The Scariest Thing About Product Marketing

In an AI-driven, layoff-crazy, profits-over-people type of world

Hey PMM. Or aspiring PMM.

If you’re reading this, it sure does feel pretty crazy out there. AI messaging has seemingly bullied its way into every corner of our lives. Layoffs are impacting thousands of people. We’re overloaded and stressed. And the quest for profits rages on.

We’re scared of losing our jobs. Or - for the unemployed - scared that we won’t find our next product marketing role.

It can be … a lot.

Scared Beavis And Butthead GIF by Paramount+

Beavis is me. I am Beavis.

The scariest thing in product marketing, to me, is how fast it can move.

Two years ago I felt like I had a firm grip on the discipline. I felt like an expert, like I had enough practical experience and knowledge to be able to share it confidently with the world.

This year? I can barely string two thoughts together. I can barely complete a full launch.

Many factors can contribute to feeling out of control and behind on mastering our PMM domain.
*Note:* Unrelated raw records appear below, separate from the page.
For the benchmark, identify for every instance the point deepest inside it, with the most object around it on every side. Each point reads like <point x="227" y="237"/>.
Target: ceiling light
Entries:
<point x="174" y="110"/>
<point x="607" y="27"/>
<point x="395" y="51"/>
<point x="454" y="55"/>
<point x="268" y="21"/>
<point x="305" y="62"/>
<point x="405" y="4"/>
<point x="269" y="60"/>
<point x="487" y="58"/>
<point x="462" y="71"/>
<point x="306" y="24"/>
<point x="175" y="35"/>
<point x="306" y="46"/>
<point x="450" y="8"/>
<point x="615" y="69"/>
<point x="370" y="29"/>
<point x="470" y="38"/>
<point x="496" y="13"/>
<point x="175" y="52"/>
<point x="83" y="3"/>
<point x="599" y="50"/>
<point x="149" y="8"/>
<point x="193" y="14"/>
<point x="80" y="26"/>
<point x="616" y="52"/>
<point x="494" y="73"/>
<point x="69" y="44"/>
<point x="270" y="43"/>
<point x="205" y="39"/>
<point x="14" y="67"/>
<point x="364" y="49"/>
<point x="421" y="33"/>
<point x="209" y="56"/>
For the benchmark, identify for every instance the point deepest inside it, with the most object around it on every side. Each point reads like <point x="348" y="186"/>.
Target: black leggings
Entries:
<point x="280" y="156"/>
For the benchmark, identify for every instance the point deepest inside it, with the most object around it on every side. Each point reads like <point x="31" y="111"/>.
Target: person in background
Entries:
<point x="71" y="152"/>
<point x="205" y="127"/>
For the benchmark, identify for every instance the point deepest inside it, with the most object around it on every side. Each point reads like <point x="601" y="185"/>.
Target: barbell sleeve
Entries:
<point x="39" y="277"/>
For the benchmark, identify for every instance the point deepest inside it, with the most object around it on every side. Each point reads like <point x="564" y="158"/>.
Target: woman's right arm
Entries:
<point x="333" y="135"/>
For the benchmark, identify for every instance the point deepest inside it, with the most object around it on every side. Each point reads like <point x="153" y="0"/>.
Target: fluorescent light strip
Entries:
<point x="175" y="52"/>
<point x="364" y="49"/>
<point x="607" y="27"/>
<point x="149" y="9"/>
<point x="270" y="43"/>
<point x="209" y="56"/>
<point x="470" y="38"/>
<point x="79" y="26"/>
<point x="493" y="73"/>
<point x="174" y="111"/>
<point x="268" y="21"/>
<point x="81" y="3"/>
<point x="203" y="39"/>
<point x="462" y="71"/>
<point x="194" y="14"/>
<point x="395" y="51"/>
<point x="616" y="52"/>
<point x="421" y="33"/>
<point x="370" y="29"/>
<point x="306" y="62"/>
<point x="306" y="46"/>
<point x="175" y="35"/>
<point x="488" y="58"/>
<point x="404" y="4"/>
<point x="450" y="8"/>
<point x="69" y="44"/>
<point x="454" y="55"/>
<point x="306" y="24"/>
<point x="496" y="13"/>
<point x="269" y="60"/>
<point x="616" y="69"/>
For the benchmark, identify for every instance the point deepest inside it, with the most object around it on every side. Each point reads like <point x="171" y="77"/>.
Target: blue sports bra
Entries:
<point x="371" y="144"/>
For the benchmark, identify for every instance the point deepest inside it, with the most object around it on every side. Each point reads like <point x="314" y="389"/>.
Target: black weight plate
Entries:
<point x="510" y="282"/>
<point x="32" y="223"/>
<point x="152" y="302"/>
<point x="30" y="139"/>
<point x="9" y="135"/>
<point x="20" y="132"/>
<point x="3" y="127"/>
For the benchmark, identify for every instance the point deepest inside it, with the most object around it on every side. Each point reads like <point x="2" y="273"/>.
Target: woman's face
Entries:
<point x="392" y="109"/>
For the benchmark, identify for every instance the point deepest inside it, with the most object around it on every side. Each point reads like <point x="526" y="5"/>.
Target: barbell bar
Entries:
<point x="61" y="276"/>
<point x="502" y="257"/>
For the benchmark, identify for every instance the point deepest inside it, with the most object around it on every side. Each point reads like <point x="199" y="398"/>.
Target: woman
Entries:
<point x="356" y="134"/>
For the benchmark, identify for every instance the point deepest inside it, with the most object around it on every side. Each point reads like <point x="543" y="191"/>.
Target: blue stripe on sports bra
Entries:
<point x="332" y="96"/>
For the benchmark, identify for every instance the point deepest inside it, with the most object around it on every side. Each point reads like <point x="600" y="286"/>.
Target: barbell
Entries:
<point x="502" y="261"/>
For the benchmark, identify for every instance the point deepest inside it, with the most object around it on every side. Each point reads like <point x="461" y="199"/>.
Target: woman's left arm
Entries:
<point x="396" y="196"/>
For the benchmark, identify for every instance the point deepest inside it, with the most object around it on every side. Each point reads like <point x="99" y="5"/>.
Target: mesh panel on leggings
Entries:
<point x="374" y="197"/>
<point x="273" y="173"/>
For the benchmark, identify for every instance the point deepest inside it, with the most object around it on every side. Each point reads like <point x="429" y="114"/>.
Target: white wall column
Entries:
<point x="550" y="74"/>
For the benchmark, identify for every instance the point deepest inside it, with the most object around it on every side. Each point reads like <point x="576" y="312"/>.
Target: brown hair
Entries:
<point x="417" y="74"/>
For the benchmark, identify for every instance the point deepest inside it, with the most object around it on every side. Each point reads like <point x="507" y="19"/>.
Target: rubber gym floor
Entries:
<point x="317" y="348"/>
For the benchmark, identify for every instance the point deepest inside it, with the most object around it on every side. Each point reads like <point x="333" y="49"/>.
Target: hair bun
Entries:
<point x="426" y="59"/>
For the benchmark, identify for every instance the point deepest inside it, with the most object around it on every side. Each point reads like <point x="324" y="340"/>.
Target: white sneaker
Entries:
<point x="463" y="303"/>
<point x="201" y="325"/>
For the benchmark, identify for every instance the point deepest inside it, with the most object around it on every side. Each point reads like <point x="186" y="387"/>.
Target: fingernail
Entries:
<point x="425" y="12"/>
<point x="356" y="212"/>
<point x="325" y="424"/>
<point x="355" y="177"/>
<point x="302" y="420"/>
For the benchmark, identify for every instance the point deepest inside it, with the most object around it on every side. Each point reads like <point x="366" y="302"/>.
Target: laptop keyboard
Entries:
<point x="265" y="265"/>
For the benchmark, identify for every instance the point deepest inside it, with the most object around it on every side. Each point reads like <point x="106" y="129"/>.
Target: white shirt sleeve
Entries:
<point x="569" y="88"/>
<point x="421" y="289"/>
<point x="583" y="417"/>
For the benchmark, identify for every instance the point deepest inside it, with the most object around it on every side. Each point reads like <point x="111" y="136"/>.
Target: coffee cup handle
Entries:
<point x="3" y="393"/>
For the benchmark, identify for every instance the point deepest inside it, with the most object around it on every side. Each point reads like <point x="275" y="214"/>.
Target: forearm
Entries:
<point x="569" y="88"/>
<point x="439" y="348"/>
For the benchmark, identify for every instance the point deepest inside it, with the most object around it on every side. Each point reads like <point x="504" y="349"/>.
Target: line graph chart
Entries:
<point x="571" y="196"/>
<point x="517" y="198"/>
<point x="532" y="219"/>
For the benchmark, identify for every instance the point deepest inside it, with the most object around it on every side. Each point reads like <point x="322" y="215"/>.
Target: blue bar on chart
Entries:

  • Limited Support - When the pressure of such a cross-functional role goes up, the need for teamwork and collaboration does too. What happens when you’re on a small team or you’re the only PMM? 😨

  • No Resources - We’ve all been told to work lean. One of the scariest things about being a PMM is having no budget and no resources to tap into like training or enablement.

  • High Stress - When I’m stressed, I get sloppy. Just today I messed up and sent a deck to an analyst that had an extra slide in it that wasn’t supposed to be there. My emails start to have typos, my work looks unpolished. It’s pretty spooky.

The best thing I can do for myself during a particularly scary time in my career is breathe, slow down, and be mindful of my shortcomings (don’t get sloppy!).

Small things can be fixed.

I am capable and good at my job.

Dress Up Comic Con GIF by Paramount+

I’m clearly a genius.

Be kind to yourselves right now. I am making an effort to be kind to myself, to slow down a little bit, and to approach each challenge with more thoughtfulness instead of a manic need to conquer it.

I love what I do, and that’s not scary at all.